The aim of this project is to implement a distributed filesystem based on multiple nodes. In the scope of the course Distributed Systems, the project is based on Kubernetes cluster.
- Python and FastAPI for the server node interface
- Key-Value store for the database inside the server node (Redis)
- Docker for virtualization
- Kubernetes to orchestrate the containers
- The client connects to the Ingress via HTTP protocol and the load balancer communicates to the server nodes via HTTP protocol
- The server nodes communicate via message HTTP protocol with each other
- The leader node retains the current state of the database that is replicated to all other nodes. The writes are only directed to the leader server and reads are balanced across all nodes.
- All server nodes have the same data eventually replicated. Client is given a success response once the data is written to the leader node, so the client doesn't have to wait the data replication.

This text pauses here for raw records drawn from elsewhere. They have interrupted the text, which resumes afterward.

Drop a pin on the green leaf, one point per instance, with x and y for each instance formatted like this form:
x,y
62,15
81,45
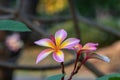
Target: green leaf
x,y
110,77
11,25
56,77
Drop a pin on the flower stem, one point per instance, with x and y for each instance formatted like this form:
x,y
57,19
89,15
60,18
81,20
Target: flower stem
x,y
79,66
72,73
63,70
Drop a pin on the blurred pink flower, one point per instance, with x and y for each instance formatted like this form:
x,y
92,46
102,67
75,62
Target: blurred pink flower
x,y
55,45
88,49
13,42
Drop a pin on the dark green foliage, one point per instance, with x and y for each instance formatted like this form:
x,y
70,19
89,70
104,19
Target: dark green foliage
x,y
55,77
11,25
110,77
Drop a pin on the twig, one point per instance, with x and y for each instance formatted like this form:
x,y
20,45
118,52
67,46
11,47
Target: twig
x,y
74,17
7,10
63,70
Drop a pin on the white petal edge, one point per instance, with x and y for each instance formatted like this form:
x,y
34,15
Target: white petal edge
x,y
43,54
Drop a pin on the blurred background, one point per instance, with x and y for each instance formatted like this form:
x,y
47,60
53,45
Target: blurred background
x,y
90,20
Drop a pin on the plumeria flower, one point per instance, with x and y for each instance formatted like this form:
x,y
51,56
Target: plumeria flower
x,y
55,45
88,50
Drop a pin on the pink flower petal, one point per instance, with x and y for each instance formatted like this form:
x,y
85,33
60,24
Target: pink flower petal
x,y
70,43
78,47
58,56
43,54
101,57
45,42
90,46
60,35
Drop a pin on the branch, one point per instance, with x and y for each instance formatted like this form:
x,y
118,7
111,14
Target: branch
x,y
7,10
6,17
74,18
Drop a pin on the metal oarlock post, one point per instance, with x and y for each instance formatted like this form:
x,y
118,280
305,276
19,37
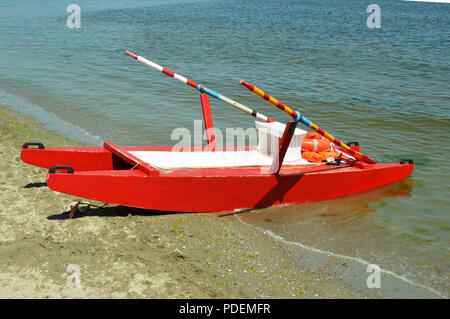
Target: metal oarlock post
x,y
199,87
297,116
283,146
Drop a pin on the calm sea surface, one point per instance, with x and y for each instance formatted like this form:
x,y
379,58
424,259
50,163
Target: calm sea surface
x,y
387,88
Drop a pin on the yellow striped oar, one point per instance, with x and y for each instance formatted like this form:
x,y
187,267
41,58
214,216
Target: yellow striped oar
x,y
299,117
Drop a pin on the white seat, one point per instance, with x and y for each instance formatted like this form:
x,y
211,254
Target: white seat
x,y
168,160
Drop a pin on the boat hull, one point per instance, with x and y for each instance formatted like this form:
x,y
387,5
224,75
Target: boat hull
x,y
98,173
207,191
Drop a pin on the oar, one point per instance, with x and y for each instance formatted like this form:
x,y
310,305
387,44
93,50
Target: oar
x,y
299,117
200,87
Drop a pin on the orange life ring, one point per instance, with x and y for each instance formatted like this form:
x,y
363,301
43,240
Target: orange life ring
x,y
314,142
316,157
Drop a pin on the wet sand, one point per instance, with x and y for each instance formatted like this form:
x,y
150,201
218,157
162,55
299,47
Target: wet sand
x,y
125,252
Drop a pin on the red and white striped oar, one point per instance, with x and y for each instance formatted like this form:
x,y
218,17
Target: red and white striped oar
x,y
297,116
199,87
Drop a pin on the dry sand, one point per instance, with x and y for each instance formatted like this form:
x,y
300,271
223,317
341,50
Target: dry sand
x,y
125,252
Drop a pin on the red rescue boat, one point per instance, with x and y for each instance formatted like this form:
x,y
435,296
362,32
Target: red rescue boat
x,y
209,178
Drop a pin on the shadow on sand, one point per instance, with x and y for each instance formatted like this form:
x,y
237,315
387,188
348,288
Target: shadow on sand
x,y
114,211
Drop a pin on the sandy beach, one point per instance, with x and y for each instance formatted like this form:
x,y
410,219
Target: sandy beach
x,y
124,252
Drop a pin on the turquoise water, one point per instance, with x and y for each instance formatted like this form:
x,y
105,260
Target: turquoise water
x,y
387,88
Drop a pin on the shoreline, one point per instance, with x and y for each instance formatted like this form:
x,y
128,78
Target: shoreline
x,y
125,252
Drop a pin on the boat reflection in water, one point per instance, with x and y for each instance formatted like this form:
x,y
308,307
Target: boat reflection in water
x,y
349,218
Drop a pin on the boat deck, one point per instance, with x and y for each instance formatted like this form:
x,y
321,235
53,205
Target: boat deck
x,y
173,160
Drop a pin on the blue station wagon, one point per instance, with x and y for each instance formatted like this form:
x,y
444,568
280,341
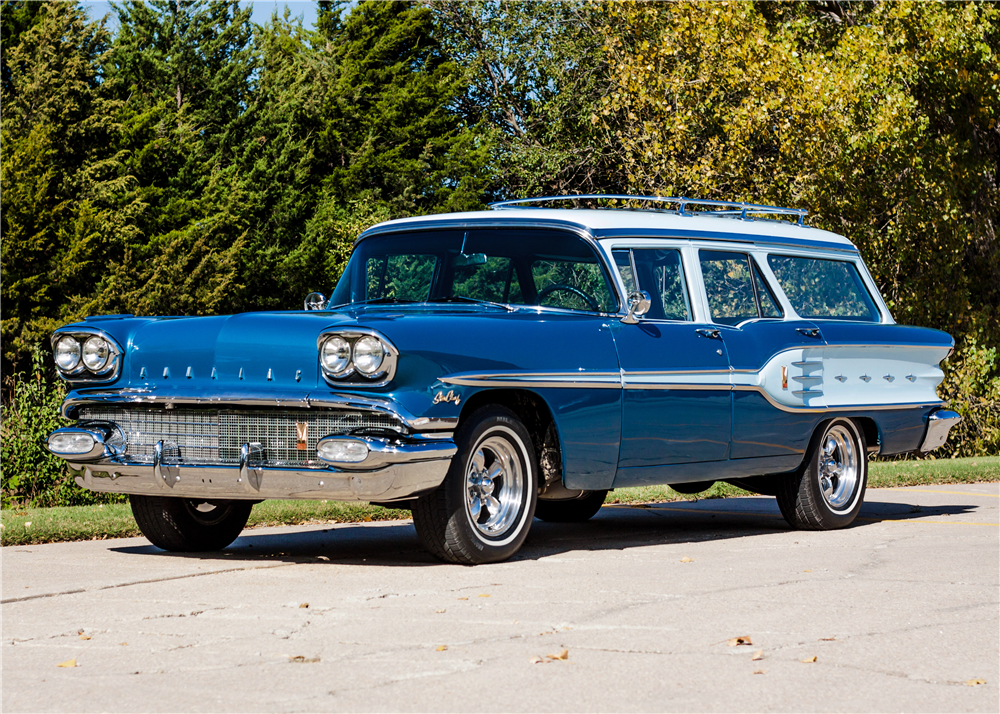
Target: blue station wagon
x,y
487,368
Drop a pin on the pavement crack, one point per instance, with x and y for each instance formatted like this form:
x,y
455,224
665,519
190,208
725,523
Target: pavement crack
x,y
144,582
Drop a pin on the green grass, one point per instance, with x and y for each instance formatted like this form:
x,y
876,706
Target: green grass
x,y
45,525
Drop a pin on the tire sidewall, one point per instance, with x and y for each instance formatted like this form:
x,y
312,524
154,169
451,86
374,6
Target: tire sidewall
x,y
843,517
491,422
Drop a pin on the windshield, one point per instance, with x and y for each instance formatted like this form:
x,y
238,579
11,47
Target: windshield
x,y
514,267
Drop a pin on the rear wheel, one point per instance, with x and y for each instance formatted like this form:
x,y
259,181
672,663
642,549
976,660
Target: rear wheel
x,y
828,491
189,525
483,510
574,510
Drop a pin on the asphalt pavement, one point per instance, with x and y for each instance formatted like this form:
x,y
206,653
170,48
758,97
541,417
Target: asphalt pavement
x,y
639,609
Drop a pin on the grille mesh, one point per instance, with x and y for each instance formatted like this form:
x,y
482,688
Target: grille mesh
x,y
214,437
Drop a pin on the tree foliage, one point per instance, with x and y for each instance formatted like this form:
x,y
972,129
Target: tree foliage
x,y
193,162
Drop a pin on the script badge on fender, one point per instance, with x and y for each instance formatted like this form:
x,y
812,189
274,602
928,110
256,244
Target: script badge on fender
x,y
449,397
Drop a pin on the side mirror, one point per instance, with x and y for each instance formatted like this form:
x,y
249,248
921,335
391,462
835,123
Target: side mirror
x,y
315,301
638,305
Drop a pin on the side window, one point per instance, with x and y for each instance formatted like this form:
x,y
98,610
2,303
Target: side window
x,y
490,278
825,289
660,274
729,286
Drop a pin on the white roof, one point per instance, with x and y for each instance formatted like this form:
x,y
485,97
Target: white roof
x,y
621,222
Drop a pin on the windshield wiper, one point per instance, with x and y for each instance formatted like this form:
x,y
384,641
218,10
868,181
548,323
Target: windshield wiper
x,y
382,301
475,301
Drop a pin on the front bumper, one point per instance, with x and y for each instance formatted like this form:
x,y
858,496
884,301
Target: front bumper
x,y
402,469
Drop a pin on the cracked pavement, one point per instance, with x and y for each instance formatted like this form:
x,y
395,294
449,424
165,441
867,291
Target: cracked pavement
x,y
901,612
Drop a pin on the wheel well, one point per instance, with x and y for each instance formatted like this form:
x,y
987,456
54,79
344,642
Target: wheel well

- In case of a conflict, the leader's state of the database entries is considered as the most recent/true state of the system.
- When scaling up a new node has to copy the most recent data from the current leader server.
- Normally there shouldn't be conflicts, conflicts might only happen when a single server fails.
- Conflict resolution is based on the leader-follower model.
- All nodes agree that there is a single leader that the other's follow.
- Ingress routes the client requests to the healthy servers.
- If a server node fails, a new instance can be created and the data and state copied to remain consistent.
- In case the leader node fails, a new one is elected.
One server node is always selected as the leader which will handle the writes and the other server nodes will act as the follower nodes, which can handle reads.
- Store data to the disk using persistent volumes. Keep metadata about the files in the disk.
- Communicates with other nodes throught the HTTP interface. On write of new data to the leader node will result in the leader calling each of the follower nodes with the data to replicate across.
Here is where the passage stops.